I had gone to my mom on a particularly irritating issue. One that required more skill than I had. Now my mom is a great listener. Unlike so many of us, she has no compulsion to insert herself, her opinions, her solutions into your situation. She just listens. She asks questions. She is genuinely interested, but she tends not to interfere. Particularly when you’re trying to solve something. So anytime she does interject, you can be sure it’s exceptionally important, and it behooves you to listen carefully. At the end of my tirade, she simply said, “you have to want it like you want air.”
I know what it means to want air, I’ve nearly died for it. And when she said that, I knew that the reason I wasn’t getting better at this particular skill was that I didn’t want it, enough. I wasn’t willing to fight for it like I was that day in the river when I was fighting for air. So I took her advice and pursued that skill like I wanted air. I’m happy to say it worked out.
This is the same with fencing. Do you really want to be better at dominating that center line? Do you really want to give more effective angled shots? Do you really want to have control of the fight through your footwork? You have to want it like you want air. You have to do what it takes to get out on the field. Does that mean going to bed early so you can be well-rested? Does it mean talking to your scary boss so you can be to fencing on time? Does it mean leaving the fun thing you’re doing a few minutes early so that you can make your lesson? It can look like staying late for pick up fights. It can mean being in a master-apprentice relationship. Maybe it means taking nearly three years to work on your blocks. If you want it, and struggle for it, like you want air, eventually it will work out. This applies to work, to school, and to relationships. Do you really want to be better at something? You have to want it like you want air.

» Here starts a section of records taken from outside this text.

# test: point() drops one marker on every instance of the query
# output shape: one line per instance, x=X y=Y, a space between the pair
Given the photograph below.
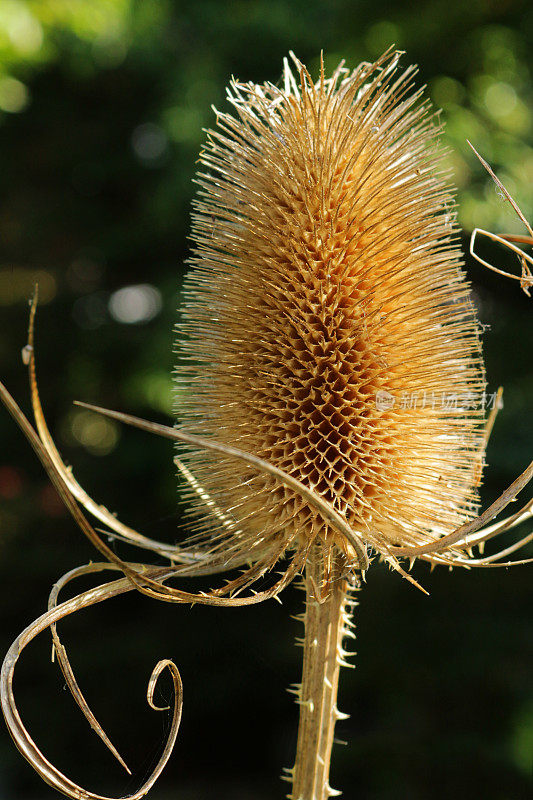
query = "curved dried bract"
x=456 y=541
x=118 y=529
x=138 y=578
x=59 y=651
x=21 y=736
x=330 y=515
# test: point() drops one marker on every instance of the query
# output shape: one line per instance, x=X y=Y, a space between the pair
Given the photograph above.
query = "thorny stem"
x=327 y=621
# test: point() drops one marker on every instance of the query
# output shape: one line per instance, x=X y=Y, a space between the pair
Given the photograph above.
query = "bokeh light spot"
x=98 y=435
x=135 y=304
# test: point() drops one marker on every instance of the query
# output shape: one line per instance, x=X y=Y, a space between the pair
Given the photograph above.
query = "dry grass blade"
x=526 y=278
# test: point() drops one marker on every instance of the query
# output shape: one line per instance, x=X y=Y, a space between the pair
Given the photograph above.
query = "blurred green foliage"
x=102 y=105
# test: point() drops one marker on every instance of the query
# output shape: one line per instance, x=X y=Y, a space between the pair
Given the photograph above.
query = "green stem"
x=326 y=622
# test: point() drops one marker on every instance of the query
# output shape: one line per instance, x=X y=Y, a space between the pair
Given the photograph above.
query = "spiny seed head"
x=328 y=326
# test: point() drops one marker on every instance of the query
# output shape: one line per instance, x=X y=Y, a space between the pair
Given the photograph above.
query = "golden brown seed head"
x=328 y=326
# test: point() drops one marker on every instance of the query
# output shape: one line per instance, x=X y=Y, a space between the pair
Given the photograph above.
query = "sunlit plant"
x=331 y=404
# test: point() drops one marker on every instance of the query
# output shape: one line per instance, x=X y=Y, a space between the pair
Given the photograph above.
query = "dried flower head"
x=331 y=385
x=328 y=322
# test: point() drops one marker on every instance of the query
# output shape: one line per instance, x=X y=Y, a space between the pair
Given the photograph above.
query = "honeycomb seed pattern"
x=326 y=275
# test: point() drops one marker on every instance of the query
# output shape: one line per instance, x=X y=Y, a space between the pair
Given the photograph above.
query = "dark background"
x=101 y=109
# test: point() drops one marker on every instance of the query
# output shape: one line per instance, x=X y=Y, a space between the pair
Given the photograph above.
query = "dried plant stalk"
x=334 y=408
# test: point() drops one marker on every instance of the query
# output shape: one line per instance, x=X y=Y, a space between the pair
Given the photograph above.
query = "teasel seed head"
x=327 y=325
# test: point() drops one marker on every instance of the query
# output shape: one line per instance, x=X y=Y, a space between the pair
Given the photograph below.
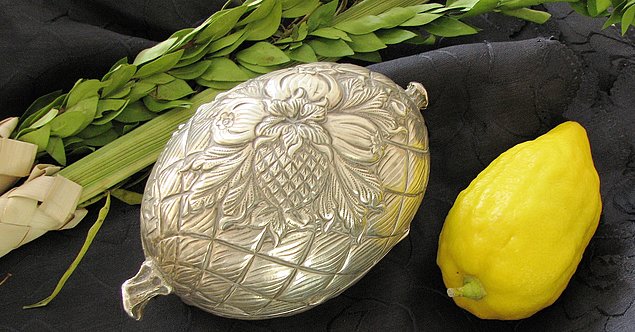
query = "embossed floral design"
x=303 y=156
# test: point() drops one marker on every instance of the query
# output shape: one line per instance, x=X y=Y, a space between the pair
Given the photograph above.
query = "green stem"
x=130 y=153
x=373 y=7
x=472 y=289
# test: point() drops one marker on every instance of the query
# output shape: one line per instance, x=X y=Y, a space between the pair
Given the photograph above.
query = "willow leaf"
x=39 y=137
x=362 y=26
x=217 y=85
x=84 y=89
x=264 y=8
x=366 y=43
x=303 y=8
x=92 y=232
x=225 y=41
x=55 y=149
x=39 y=108
x=322 y=16
x=262 y=54
x=161 y=64
x=102 y=139
x=449 y=27
x=396 y=16
x=116 y=79
x=259 y=69
x=135 y=112
x=225 y=70
x=331 y=33
x=267 y=26
x=395 y=36
x=94 y=130
x=527 y=14
x=158 y=78
x=627 y=18
x=368 y=57
x=222 y=23
x=421 y=19
x=176 y=89
x=331 y=48
x=190 y=72
x=304 y=53
x=106 y=105
x=157 y=106
x=154 y=52
x=50 y=115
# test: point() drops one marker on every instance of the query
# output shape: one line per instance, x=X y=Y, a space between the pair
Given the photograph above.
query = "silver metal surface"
x=284 y=191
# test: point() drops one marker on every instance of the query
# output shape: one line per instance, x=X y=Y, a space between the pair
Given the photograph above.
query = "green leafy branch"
x=122 y=121
x=239 y=43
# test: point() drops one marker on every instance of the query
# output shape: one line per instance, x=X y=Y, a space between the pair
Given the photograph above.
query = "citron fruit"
x=515 y=235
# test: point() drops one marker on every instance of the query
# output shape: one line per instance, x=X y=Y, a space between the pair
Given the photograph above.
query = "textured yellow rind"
x=522 y=225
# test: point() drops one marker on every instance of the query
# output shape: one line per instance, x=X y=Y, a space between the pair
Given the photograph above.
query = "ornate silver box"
x=282 y=192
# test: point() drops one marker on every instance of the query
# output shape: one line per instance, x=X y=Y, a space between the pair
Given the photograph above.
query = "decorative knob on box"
x=282 y=192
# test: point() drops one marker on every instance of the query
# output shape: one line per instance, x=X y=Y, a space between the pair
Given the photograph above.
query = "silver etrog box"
x=282 y=192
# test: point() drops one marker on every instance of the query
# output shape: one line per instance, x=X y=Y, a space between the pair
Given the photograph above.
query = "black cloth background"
x=485 y=96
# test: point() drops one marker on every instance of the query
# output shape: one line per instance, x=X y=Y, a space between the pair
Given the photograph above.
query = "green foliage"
x=255 y=38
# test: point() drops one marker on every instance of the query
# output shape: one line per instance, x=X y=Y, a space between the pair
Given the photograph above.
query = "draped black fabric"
x=510 y=83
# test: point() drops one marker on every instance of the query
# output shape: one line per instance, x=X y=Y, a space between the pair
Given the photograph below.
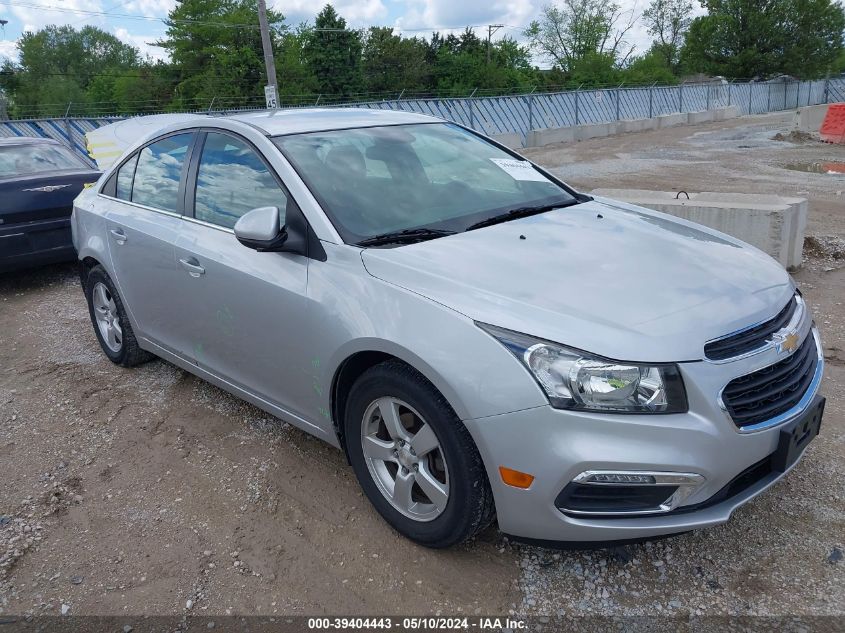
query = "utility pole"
x=270 y=92
x=491 y=28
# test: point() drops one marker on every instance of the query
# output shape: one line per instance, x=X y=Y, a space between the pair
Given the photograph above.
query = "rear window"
x=23 y=160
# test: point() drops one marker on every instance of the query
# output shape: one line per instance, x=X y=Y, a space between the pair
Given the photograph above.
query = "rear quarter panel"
x=88 y=227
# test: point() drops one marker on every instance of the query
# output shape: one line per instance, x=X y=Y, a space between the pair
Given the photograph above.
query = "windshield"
x=36 y=158
x=378 y=180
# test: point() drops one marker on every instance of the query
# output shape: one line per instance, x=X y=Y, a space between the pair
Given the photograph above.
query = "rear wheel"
x=111 y=325
x=414 y=458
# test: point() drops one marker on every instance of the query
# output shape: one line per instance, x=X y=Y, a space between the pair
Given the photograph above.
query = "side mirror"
x=261 y=229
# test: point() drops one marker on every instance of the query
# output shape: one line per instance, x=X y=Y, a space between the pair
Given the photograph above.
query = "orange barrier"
x=833 y=126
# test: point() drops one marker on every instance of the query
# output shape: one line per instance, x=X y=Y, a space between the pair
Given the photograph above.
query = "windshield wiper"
x=405 y=236
x=519 y=212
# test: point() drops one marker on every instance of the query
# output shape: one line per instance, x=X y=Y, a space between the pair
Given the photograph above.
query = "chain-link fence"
x=520 y=113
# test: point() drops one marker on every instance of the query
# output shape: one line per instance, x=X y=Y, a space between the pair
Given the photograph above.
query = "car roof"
x=27 y=140
x=299 y=120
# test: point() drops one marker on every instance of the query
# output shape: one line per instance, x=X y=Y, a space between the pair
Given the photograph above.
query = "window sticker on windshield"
x=520 y=169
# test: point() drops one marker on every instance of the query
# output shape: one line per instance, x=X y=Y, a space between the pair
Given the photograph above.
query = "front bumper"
x=557 y=446
x=35 y=243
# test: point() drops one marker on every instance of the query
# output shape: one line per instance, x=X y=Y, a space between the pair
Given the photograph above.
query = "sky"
x=137 y=22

Grit is the defining characteristic of success.
But it takes Grit. It takes courage and resolve, it takes strength of character. As Angela Lee Duckworth says ‘Grit is passion and perseverance in very long term goals.’ You should watch this video. What I’ll say is that success takes time and effort. It takes persistence through the ups and downs. It means that, while at times you may feel discouraged, you choose to keep going. If you stick to whatever skill you’re trying to obtain, eventually success will come.
If you want to get better at something, you have to do it.
Thanks for reading! See you Friday, and be SHASy.